ETP-Chemical Process

Effluent can be treated in a number of different ways depending on the level of treatment required. These levels are known as preliminary, primary, secondary and tertiary (or advanced). The mechanisms for treatment can be divided into three broad categories: physical, chemical and biological, which all include a number of different processes (Table 3). Many of these processes will be used together in a single treatment plant. Descriptions of the most commonly used processes are given in this chapter.

Chemical Unit Process
Chemical unit processes are always used with physical operations and may also be used with biological treatment processes, although it is possible to have a purely physio chemical plant with no biological treatment. Chemical processes use the addition of chemicals to the wastewater to bring about changes in its quality. They include pH control, coagulation, chemical precipitation and oxidation.

pH Control
Waste from textile industries is rarely pH neutral. Certain processes such as reactive dyeing require large quantities of alkali but pretreatments and some washes can be acidic. It is therefore necessary to adjust the pH in the treatment process to make the wastewater pH neutral. This is particularly important if biological treatment is being used, as the microorganisms used in biological treatment require a pH in the range of 6-8 and will be killed by highly acidic or alkali wastewater. Various chemicals are used for pH control. For acidic wastes (low pH) sodium hydroxide, sodium carbonate, calcium carbonate or calcium hydroxide, may be added among other things. For alkali wastes (high pH) sulfuric acid or hydrochloric acid may be added. Acids can cause corrosion of equipment and care must be taken in choosing which acid to use. Hydrochloric acid is probably better from an environmental view point but can corrode stainless steel therefore plastic or appropriately coated pumps and pipes must be used.

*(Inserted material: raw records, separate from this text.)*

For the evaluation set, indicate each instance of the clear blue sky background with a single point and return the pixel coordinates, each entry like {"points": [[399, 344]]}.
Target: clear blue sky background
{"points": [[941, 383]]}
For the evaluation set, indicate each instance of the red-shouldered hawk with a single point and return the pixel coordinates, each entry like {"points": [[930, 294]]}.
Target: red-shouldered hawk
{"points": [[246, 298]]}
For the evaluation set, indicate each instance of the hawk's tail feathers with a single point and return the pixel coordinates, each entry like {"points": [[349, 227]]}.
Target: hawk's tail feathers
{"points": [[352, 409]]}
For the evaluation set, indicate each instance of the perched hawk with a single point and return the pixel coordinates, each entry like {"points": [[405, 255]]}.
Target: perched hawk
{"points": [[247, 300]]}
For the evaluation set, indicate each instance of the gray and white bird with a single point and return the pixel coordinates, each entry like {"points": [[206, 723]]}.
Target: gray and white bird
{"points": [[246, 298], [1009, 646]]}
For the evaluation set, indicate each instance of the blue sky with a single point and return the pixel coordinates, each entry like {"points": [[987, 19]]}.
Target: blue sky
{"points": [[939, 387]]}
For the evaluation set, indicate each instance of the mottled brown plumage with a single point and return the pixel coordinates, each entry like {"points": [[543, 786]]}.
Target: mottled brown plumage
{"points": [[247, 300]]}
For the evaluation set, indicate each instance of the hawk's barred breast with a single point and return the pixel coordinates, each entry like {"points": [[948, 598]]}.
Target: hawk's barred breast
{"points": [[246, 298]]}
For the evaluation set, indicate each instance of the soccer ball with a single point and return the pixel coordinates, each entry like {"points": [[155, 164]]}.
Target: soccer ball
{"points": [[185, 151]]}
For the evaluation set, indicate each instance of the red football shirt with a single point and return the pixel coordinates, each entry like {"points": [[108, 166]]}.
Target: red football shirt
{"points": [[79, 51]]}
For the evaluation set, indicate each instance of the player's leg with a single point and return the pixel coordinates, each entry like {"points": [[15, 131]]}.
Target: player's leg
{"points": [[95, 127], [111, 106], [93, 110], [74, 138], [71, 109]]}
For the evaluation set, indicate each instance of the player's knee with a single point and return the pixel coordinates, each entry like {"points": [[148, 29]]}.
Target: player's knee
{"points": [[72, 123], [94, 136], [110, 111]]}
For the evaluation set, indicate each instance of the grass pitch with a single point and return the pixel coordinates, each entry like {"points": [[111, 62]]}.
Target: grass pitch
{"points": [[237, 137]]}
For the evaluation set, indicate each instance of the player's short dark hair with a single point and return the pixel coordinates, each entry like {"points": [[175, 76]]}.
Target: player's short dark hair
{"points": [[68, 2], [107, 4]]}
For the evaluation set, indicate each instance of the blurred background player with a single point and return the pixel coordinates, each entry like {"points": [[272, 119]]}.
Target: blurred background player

Chemical Coagulation and Flocculation
Coagulation is a complex process but generally refers to collecting into a larger mass the minute solid particles dispersed in a liquid. Chemical coagulants such as aluminum sulfate (alum) or ferric sulfate may be added to wastewater to improve the attraction of fine particles so that they come together and form larger particles called flock. A chemical flocculent, usually a polyelectrolyte, enhances the flocculation process by bringing together particles to form larger flock, which settle out more quickly. Flocculation is aided by gentle mixing which causes the particles to collide.